Querying hierarchical data

Some data sources are hierarchical, where a record has parent that is a record in the same table. This is usually expressed as a column (such as parent_company_id) which is a foreign key that joins to another column in the same table. It’s probably best expressed in an example:

company_id parent_company_id name revenue
1 Hooli 45
2 1 HooliPhones 84
3 1 HooliChat 32
4 3 HooliMessage 25

There may be cases where you want to know the “top parent of a child”, for example, to later be able to sum up revenue by top parent companies.
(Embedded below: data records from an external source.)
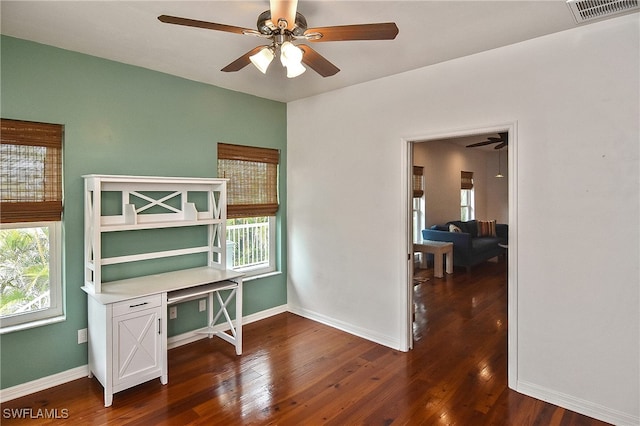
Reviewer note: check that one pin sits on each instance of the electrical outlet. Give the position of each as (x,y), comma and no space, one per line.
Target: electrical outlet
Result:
(82,336)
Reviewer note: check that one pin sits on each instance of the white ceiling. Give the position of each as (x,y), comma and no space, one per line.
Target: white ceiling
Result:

company_id parent_company_id name revenue top_parent_company_id level
1 Hooli 45 1 0
2 1 HooliPhones 84 1 1
3 1 HooliChat 32 1 1
4 3 HooliMessage 25 1 2

The way to solve this problem differs across data warehouses.

Redshift & BigQuery

In Redshift, it’s not possible to recursively join on a table to find the top parent id. Instead, you have to join the table onto itself multiple times, with the caveat that you must know the maximum depth of the hierarchy.

with level0 as (

    select
      0 as level, 
      companies.company_id,
      companies.parent_company_id,
      companies.company_id as top_parent_company_id
    from companies
    where parent_company_id is null
    
),

level1 as (

    select
      1 as level, 
      companies.company_id,
      companies.parent_company_id,
      parent_companies.top_parent_company_id
    from companies

    inner join level0 as parent_companies
      on companies.parent_company_id = parent_companies.company_id
    
),

level2 as (

    select
      2 as level, 
      companies.company_id,
      companies.parent_company_id,
      parent_companies.top_parent_company_id
    from companies

    inner join level1 as parent_companies
      on companies.parent_company_id = parent_companies.company_id
    
)

select * from level0
union all
select * from level1
union all
select * from level2

dbt macros can be used to make this code much cleaner - you can find such a macro, along with an example, in this gist.

Snowflake

Snowflake allows you to do this with recursive CTEs (currently in beta) – more to come on what solve this problem looks like in Snowflake.

3 Likes

Thanks @claire! This was super helpful. I have a bunch of e-commerce bundled items that needed to be recursively expanded (sometimes there are bundles of bundles). This totally put me on the right track and the leveled approach means I can make it dynamic for the user in Looker!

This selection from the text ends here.